Wednesday, December 6, 2017

Crucial Conversations - Tips for having, not avoiding, tough conversations

Kari Lewis
MSU Extension - Glacier County

Last week I had the opportunity to attend a Crucial Conversations training led by Paul Lachapelle, an MSU Extension Community Development specialist.  Today I’ll share a bit of that training.

The idea for Crucial Conversations, that if we don’t talk it out, we end up acting it out.  Crucial conversations are talks where there’s opposing opinions, strong emotions, and high stakes. 

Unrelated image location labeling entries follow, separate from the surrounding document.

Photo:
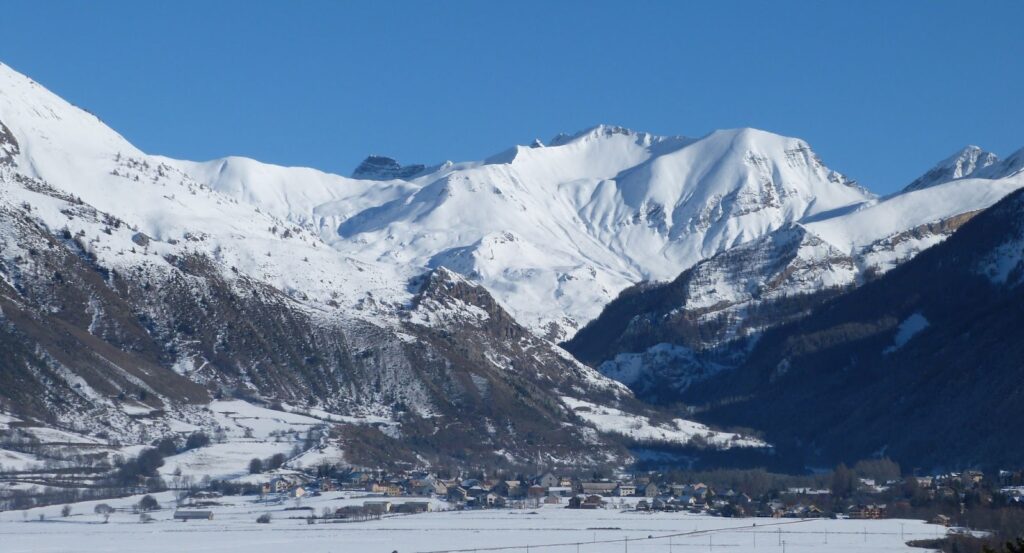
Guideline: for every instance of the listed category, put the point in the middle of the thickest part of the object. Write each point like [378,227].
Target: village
[941,500]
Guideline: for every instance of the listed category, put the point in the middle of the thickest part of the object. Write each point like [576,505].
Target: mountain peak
[603,131]
[384,168]
[963,164]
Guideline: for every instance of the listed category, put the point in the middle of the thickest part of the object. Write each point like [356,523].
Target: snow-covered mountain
[554,231]
[134,288]
[960,165]
[659,339]
[421,303]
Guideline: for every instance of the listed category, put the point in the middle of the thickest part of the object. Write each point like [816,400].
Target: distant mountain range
[424,303]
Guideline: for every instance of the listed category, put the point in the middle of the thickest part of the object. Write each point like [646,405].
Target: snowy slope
[666,337]
[961,165]
[555,231]
[135,288]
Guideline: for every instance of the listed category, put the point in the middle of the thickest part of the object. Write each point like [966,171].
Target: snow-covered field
[549,529]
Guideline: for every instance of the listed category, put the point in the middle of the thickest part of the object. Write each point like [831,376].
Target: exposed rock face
[924,364]
[662,338]
[383,168]
[8,145]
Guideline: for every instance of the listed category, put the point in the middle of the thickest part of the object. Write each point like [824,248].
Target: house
[377,507]
[625,491]
[193,515]
[440,488]
[587,502]
[509,488]
[598,488]
[458,495]
[412,507]
[867,511]
[650,491]
[546,480]
[560,492]
[279,485]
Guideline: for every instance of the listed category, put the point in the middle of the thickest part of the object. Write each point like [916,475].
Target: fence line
[616,541]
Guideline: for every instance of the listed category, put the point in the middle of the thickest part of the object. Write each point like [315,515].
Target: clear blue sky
[882,89]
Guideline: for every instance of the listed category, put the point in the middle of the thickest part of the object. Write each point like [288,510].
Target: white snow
[610,420]
[233,529]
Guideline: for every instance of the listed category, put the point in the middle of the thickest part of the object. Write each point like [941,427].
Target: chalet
[184,516]
[510,488]
[685,501]
[279,485]
[560,492]
[867,511]
[924,481]
[598,488]
[440,487]
[458,495]
[941,519]
[972,477]
[586,502]
[377,507]
[625,491]
[412,507]
[650,491]
[546,480]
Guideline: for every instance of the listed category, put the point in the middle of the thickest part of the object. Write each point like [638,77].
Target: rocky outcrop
[384,168]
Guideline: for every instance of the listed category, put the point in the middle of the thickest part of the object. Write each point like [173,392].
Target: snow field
[548,529]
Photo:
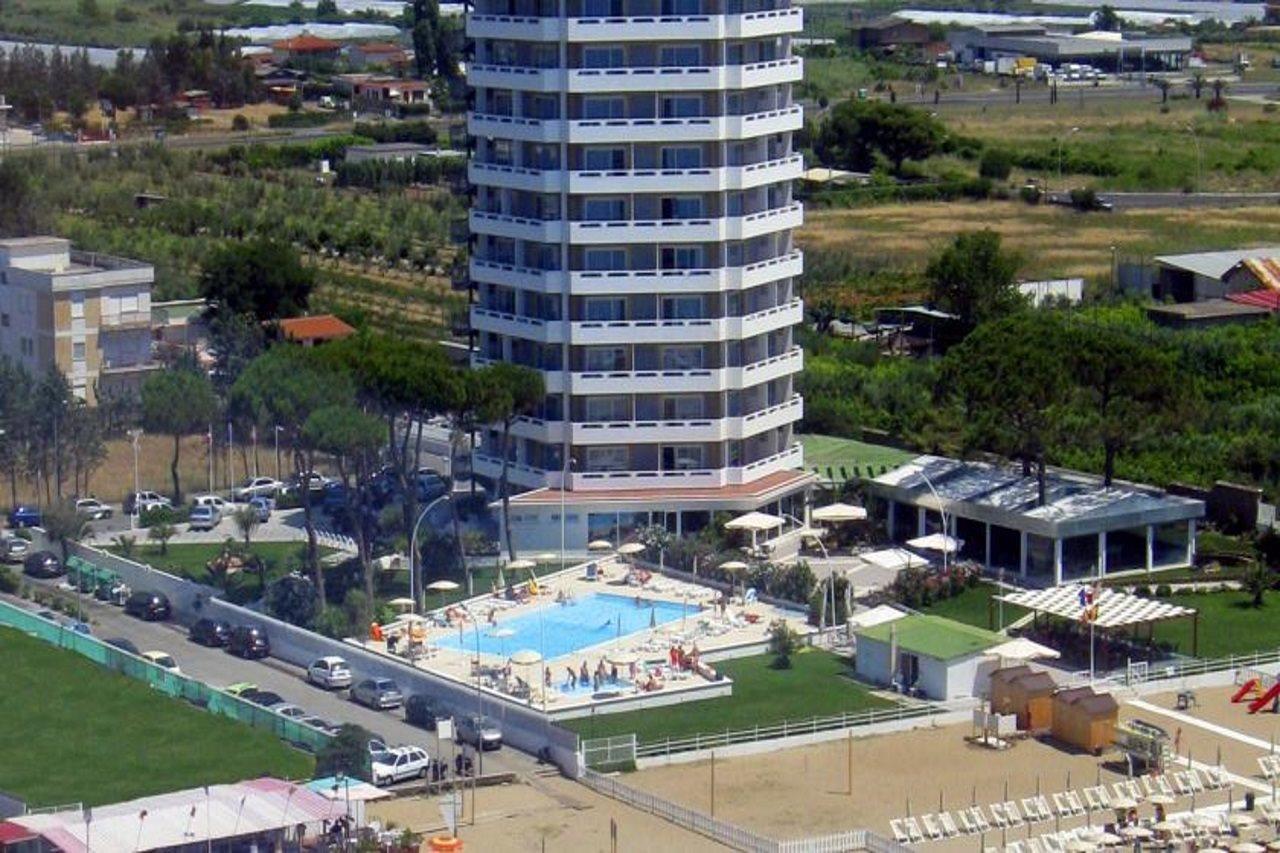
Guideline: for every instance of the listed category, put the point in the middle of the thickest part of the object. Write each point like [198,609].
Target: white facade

The first step in a Crucial Conversation is to identify where you are stuck.  Are there bad results you want to fix, good results you currently aren’t able to achieve, or continual problems?  This is an appropriate time to think CPR: Content (is this a single incidence?), Pattern (what recurring behavior is there?), and Relationship (how is this situation affecting your relationship?). 

Before beginning a conversation, we need to make sure our motives are healthy and seeking truth.  The first thing that deteriorates during a crucial conversation is not our behavior, but our motive.  We tend to see people not as THEY are, but as WE are, and project our wants, needs, experiences, and values on them (good or bad).  We may need to retrain our brain to think about what WE need together, versus just what I want.

It is also crucial to separate fact from story.  The three common story types are “It’s not my fault!” (the victim), “It’s all your fault!” (the villain) or “There’s nothing I can do, anyway!” (The helpless). 

As we talk, we need to state our facts, tell our story, ask for the other person’s ideas and viewpoints, talk tentatively, and encourage feedback.  Some examples of these include phrases such as, “Based on these facts, it leads me to conclude….”  “Can you help me understand….” Or “How do you see it?” instead of “Don’t you think that…”  We should also strive to avoid absolutes such as “The only reasonable option is….” and instead, use phrases such as, “One solution that may meet our goals would be to….” 

To build a safe environment for these conversations, there needs to be mutual purpose (recognizing shared goals) and mutual respect (caring about each other and your relationship), and it helps to paraphrase the other side’s story as you go.

Lastly, it’s critical to move to action.  This is where the issues have been established and you determine who does what by when, a follow-up time is set, and there is accountability for follow up. 
Most everything I’ve talked about today is often easier said than done, but the reality is we only get better at these conversations by having these conversations.  Research shows that nearly 2 in 3 of us say a conversation gone wrong has permanently damaged a relationship, and over half of us say the effects of a life-altering conversation we’ve had will last forever.  I encourage you to apply these ideas in your next crucial conversation, and remember George Bernard Shaw’s quote of, “The single biggest problem in communication is the illusion that it has taken place.”